When McGill Librarian Charles Gould started a small librarian training summer school in 1904, he asked his good friend Melvyl Dewey to teach and establish the curriculum for the program — Dewey, of course, is immortalized in libraries the world over as the designer of his eponymous decimal system. The program he and Gould founded here went on to become the first librarian training school in Canada to be accredited by the American Library Association. Acting Director France Bouthillier shared her thoughts on where the school, and her profession are headed.

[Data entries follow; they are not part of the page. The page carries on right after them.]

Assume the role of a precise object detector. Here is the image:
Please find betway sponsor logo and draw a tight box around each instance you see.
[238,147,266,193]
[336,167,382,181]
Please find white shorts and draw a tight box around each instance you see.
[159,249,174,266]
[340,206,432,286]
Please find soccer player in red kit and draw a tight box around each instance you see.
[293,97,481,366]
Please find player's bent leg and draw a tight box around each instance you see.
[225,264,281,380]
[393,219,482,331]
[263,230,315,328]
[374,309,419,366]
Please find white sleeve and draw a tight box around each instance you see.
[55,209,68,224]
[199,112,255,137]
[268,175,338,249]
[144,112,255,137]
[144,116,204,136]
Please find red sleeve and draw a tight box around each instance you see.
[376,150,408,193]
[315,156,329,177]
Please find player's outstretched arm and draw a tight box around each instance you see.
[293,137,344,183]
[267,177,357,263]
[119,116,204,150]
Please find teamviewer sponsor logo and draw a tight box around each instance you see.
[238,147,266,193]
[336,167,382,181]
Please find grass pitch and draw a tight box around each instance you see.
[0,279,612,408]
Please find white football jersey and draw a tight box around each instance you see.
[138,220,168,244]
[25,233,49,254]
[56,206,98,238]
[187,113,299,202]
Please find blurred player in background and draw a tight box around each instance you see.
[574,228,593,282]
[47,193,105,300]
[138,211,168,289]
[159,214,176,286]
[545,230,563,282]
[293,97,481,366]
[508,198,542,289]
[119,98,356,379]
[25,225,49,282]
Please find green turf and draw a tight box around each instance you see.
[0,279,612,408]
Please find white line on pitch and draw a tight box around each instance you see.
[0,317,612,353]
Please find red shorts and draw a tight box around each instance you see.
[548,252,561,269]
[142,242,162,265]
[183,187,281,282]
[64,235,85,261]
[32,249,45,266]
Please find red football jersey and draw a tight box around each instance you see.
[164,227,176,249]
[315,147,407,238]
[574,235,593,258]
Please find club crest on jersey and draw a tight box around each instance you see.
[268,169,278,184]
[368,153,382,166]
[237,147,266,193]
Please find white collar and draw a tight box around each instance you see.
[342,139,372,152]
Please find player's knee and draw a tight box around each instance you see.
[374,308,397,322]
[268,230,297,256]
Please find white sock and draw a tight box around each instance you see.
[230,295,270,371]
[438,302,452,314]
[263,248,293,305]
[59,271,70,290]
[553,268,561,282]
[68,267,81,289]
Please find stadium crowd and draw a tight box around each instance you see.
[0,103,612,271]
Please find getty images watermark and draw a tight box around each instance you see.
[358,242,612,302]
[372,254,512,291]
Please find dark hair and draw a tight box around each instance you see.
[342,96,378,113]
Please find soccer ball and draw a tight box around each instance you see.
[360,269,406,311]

"I would say technology has changed the way work is done in libraries, and the needs of organizations in terms of organizing information. That's why we changed our name — now we say Library and Information Studies, and have since the 1980s. It illustrates that libraries are part of an information world and we train people now to manage information resources whatever they are. Of course we think in terms of the broad definition of what is an information resource and also what is a cultural resource, because our students end up working in museums. They can manage many kinds of things, but what has not changed is the nature of the task — the task is always to acquire resources, to organize them, and make them available to various kinds of clients.

"The focus now is less on libraries only. We developed courses recently in the area of knowledge management and digital archives. Knowledge management looks at how you organize resources so that the knowledge people gain over the years is not lost, and that it percolates. You make sure that what is known is codified and made available to people who may need it. It has human resources management aspects, but it also involves information technology and information resources. You find these courses not only in management schools, but also library schools.

"It's getting more multidisciplinary. Our PhD students are using more theories and methodologies from other fields. We hired someone recently that specializes in bioinformatics. But this is true for other disciplines -- if you want to study social problems you need to approach them from various disciplines. You cannot manage information without taking into the account the nature of the organization, so you need management. You also need to take into account individuals, so psychology is important, from a cognitive point of view. And of course we have technology, which is also all over the place, so we need to look at what is done in the field of computer science.

"There's a need to inform people of information sources and the need to remain critical of that source. The value of information has never been greater, but for the first time in history, there has never been so much false information."

"In our field, the sky is the limit as far as variation. Our students come here with a Bachelors degree, and some come here with another Master's or even PhDs. Each one is a special mixture of knowledge and skills, and if they want they can apply to very traditional positions, or they can try to shape their position.

"It's a growing field, it integrates more and more other disciplines, and that is why, from my point of view, it is becoming more fascinating."

Because the Library School started as a summer program, the GSLIS held its celebration on May 15. Over 100 people showed up for a dinner and reunion, and to hear talks from Lise Bissonette, CEO of the Bibliotheque Nationale du Quebec, McGill Deputy Provost Anthony Masi and Joanne Marshall, Dean of the School of Information and Library Science at the University of North Carolina.

"It was an important event to celebrate, because we are the first school in Canada in this field. We were happy to see people to come who had graduated in the fifties. People made a special effort to come," said Bouthillier.

The school has graduated a number of prominent librarians, including former National Librarian of Canada Marianne Scott. GSLIS administrative assistant Dorothy Carruthers said the affection McGill trained librarians — some of whom traveled from the U.S. to attend the event — have for the school amazed her.

"We sent off a questionnaire to our alumni from the 1940s onwards. We tabulated the results and they were absolutely fascinating. I was astounded by the loyalty."